Composites and the Pandemic: How Material Conversion Helps Us Move Forward
I don’t remember in my lifetime a year of change that compares with 2020. It is impacting every aspect of our daily lives – work, play, health, social interaction, economics, travel and tourism, politics, racial and social unrest.
For many, life and business have been turned upside down, which demands of leaders a clearly defined path forward framed by the new reality, promising drivers and trends, new technologies/approaches, and sustainability.
Our work and living environments, once distinctive entities unto themselves, may never return to their past, which necessitates a forward-thinking strategy that is adaptive, flexible, safe, comprehensive, and smart.
I have devoted my career to material conversion, new technologies, growth and innovation. Initially at Dow Chemical in Latin America and, for the last 20 years, with Owens Corning around the globe, literally. Always helping drive the conversion to composites in building and development across multiple industry sectors – construction, marine, energy (mostly renewable), auto, appliance, utilities and transportation, to name a few. Notably, professional dialogue tied to work/life balance has transformed into questions surrounding the very physical, environmental, and co-mingling nature of working, living and interacting in a post-pandemic world. Enter “composites.”
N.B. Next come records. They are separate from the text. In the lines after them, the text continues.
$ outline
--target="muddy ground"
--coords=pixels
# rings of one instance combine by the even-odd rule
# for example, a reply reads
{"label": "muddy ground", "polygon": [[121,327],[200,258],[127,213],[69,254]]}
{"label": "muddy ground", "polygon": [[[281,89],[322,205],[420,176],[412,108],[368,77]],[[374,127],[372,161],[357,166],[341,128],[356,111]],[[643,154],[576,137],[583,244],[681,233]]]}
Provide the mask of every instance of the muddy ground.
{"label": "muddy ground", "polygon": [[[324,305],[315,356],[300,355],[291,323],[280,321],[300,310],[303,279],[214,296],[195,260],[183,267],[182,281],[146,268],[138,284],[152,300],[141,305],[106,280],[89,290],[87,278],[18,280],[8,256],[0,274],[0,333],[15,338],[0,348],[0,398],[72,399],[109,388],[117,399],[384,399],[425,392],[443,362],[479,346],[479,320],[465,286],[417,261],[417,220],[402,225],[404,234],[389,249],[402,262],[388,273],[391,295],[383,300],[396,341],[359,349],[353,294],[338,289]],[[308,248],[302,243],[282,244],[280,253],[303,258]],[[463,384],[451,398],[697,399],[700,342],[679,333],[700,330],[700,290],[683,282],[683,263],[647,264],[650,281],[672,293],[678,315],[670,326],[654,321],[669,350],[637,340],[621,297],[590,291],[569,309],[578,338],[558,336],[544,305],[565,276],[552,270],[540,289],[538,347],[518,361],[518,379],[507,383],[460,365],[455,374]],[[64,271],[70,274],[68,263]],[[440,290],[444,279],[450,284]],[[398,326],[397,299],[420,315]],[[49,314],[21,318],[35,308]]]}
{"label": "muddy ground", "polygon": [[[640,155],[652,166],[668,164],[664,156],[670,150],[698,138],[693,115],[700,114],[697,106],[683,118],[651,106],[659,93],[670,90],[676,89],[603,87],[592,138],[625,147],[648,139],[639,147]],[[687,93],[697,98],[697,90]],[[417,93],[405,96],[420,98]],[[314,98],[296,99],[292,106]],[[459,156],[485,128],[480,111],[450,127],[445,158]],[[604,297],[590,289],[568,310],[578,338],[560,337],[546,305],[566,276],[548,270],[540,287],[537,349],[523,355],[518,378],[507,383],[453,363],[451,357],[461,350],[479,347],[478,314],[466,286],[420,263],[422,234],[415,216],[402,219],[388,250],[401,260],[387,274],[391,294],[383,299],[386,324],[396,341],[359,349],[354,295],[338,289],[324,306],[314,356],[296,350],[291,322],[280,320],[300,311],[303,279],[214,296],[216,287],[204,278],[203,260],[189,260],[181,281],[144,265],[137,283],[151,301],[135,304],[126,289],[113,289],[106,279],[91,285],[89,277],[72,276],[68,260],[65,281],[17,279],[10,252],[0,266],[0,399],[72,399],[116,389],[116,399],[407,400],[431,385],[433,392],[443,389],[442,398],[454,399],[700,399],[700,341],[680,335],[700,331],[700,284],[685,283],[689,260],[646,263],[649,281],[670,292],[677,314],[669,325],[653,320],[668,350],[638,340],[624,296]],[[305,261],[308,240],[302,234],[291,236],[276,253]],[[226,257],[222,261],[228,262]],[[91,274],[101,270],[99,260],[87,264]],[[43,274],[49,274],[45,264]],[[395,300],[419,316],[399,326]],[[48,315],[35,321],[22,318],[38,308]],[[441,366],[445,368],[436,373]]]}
This unprecedented time in our history has intensified people’s search for safer, cleaner, and healthier solutions. Digital is the new working platform for most if not all businesses. This calls for new applications for composite materials (more than 40,000 such applications and growing) given its unparalleled benefits over existing offerings.
Think about it:
Glass is 700% better at protecting against mold and mildew than paper gypsum boards. Nonwoven ceiling tiles significantly reduce the risk of fire over paper facers while also offering significant acoustical benefits.
Corrosion-free rebar extends the life of infrastructure in a way that steel simply cannot. Officials in Florida have stated that the Halls River Bridge will have a service life of more than 100 years, powered by rust-free composite reinforcing bar.
Imagine if we could avoid expensive, dangerous, and energy-intensive infrastructure rebuilds across the globe? Composites can!
Leaders in the composites industry have a unique opportunity to press conversion now.
So, in thinking “what’s next?” I cannot help but come back to these two facts: people want safer and more comfortable homes and work environments (for increasing numbers, one and the same); and they want a sustainable, healthier world. Digital platforms require an infrastructure laden with opportunities for Composites in towers, reinforcement of cables, and shielding of equipment.
The conversation today is about solutions to new (and old!) challenges. It is time for designers, engineers, and construction innovators to steer this conversation toward the answers we already have in composites technology.
How do you think composites can help create a new reality?